George Russell believes his Mercedes team can avoid falling into old F1 “traps” with its new “disciplined” approach. 

Mercedes has had a tricky ground-effects era in F1, and has not fully got on top of the 2022 regulations as grand prix racing heads into the final season of the rules cycle. 

In that time, Mercedes opted for the wrong sidepod solution in 2022 with its zeropod design, before committing again to it in 2023, finally abandoning it for ’24.

The team has won five races since 2021, with four of those coming with the W15 of 2024, but that proved a tricky car to get into the optimum operating window, with new team leader Russell hopeful a new refined approach can avoid the same “traps” as previous years.

“I think it is going to be a significant change this year, and to be honest, we say every year that we’ve uncovered a problem, we’ve solved it and then it has created a new one,” Russell told media including RacingNews365. 

“We’ve been a lot more disciplined with every change that we’ve made, and have been more thorough than ever in terms of the simulator running to ensure that we don’t fall into a new trap, and so far, it’s been a reasonable step.

“Obviously you’ve no idea what everyone else is doing and it is going to be quite an interesting season with how people deploy the resources between 2025 and 2026.

“In the last couple of years, we’ve been so focused on solving the problem that we weren’t looking ahead to what future issues it would cause.

“It is like if you solve one thing, it then creates a new problem, so we’ve been forward thinking much more than we have done in the past. 

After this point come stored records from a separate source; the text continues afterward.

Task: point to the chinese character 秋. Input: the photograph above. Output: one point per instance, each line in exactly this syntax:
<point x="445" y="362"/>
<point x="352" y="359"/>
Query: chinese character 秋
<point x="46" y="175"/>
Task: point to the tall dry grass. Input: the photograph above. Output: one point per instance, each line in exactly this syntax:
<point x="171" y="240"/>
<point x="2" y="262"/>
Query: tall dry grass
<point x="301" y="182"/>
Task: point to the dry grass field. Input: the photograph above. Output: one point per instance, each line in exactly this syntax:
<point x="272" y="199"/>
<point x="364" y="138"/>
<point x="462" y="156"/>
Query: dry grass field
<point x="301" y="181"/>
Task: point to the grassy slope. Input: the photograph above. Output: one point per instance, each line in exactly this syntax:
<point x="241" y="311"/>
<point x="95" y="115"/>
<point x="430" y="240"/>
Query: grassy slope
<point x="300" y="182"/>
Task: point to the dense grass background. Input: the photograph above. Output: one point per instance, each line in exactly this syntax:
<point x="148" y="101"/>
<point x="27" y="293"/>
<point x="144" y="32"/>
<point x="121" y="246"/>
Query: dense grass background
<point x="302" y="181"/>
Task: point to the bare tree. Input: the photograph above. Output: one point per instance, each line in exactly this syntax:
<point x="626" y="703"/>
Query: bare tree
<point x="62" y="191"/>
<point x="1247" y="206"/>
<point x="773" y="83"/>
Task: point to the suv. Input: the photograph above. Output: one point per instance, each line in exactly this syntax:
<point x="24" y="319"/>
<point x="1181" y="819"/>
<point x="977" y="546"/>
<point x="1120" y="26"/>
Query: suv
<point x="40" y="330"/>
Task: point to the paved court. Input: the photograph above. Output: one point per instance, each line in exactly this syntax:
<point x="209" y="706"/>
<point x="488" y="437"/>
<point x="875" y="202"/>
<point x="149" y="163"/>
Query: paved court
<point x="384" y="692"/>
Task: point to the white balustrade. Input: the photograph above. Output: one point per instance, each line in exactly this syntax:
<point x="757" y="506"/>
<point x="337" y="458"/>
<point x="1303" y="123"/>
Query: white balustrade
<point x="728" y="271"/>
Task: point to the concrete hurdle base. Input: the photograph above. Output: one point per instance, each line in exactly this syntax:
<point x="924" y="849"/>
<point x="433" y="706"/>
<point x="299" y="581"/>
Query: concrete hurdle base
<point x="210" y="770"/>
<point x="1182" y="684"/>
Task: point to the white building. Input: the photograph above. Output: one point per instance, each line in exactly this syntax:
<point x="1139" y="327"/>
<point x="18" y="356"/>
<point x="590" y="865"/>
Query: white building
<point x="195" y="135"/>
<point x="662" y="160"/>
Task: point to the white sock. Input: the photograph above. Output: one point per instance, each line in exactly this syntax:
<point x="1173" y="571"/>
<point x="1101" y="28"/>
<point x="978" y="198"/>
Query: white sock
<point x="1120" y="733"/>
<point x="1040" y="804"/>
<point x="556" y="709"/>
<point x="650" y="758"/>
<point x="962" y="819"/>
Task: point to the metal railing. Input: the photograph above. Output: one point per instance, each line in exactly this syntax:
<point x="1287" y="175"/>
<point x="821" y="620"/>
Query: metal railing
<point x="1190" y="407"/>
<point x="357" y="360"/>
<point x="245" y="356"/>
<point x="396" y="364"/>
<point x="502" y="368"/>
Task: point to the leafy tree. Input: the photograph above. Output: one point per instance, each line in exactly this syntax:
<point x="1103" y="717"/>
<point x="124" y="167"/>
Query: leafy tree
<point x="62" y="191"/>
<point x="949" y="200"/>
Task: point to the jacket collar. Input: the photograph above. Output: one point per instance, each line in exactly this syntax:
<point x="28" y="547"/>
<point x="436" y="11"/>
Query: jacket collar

“But when you are changing characteristics of the car and how it is going to handle and how it is going to feel for us driving it, if you make the front stronger, it is going to take away from the rear, and if you go too far, then it is just as much of a problem.

“These are going to be fundamental changes we’re going to make. We think it is going to do X, but is that going to be a problem at these races, and if so, how are we going to drive around it?”